Shifting on ShotSpotter?

Johnson centered community safety as a core focus of his candidacy, vowing to address harm holistically by investing in things like youth employment and affordable housing. It was a welcome change for community members who for years have demanded the city focus on the root causes of crime, instead of heavy-handed policing, surveillance, and incarceration.

While he rebuked calls to shift funds away from the Chicago Police Department (CPD)—he promised not to cut “one penny” from the department—he was unequivocal about another popular demand among progressive organizers: ending the use of gunshot detection technology ShotSpotter. The call to “end the ShotSpotter contract” was enumerated in Johnson’s campaign platform

Yet even before taking office, Johnson and his allies seemed to have softened their position, a trend that continued through his first 100 days. A month before his May 15 inauguration, Johnson questioned ShotSpotter’s efficacy and usefulness in an interview with Block Club Chicago—but wouldn’t commit to canceling the contract.

Roberson, the chief operating officer, told the Sun-Times earlier this month that despite the mayor’s unambiguous call to end the contract on the campaign trail, “there has not been any final decision” on the topic. “The mayor has indicated that he has some concerns about it,” Roberson said, adding that there will be “continued conversations” on the subject.

Johnson again punted on specifics about ShotSpotter’s prospects during an August 14 news conference to announce CPD counterterrorism chief Larry Snelling as his pick to lead the embattled department.

Snelling in 2021 offered a full-throated defense of the technology to members of a City Council committee. The hearing followed a Chicago Office of Inspector General (OIG) report that found ShotSpotter alerts “can seldom be shown to lead to investigatory stops” of value, “rarely produce evidence of a gun-related crime,” and create “additional rationale” to stop or search community members. Between January 2020–May 2021, CPD responded to more than 50,000 ShotSpotter alerts; fewer than 10 percent resulted in any evidence of a “gun-related criminal offense,” the OIG found.

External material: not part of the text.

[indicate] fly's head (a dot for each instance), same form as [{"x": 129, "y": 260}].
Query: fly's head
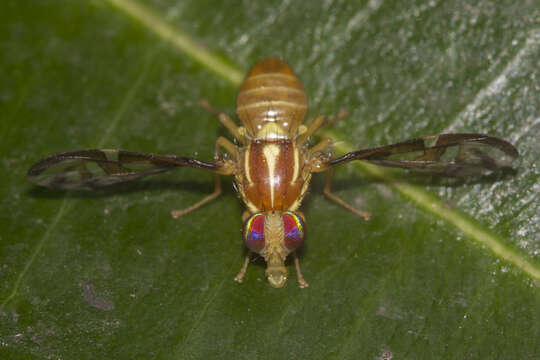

At the August news conference, Johnson said he and Snelling are “committed to collaborating and listening to one another. There is a level of expertise that Chief Snelling brings to the forefront. And his expertise is value.”

Speaking with the Reader, Johnson said his goal is “constitutional, smart policing,” and he hasn’t seen evidence that the gunshot detection technology delivers on that. We pressed him: Does that mean you will cancel the contract? He was clear he has concerns about ShotSpotter’s efficacy—but stopped short of a concrete yes or no.

“I have not seen evidence that ShotSpotter builds a better, stronger, safer Chicago,” Johnson said, “so my commitment that I made on the campaign and what I’ve seen thus far are still very much aligned.”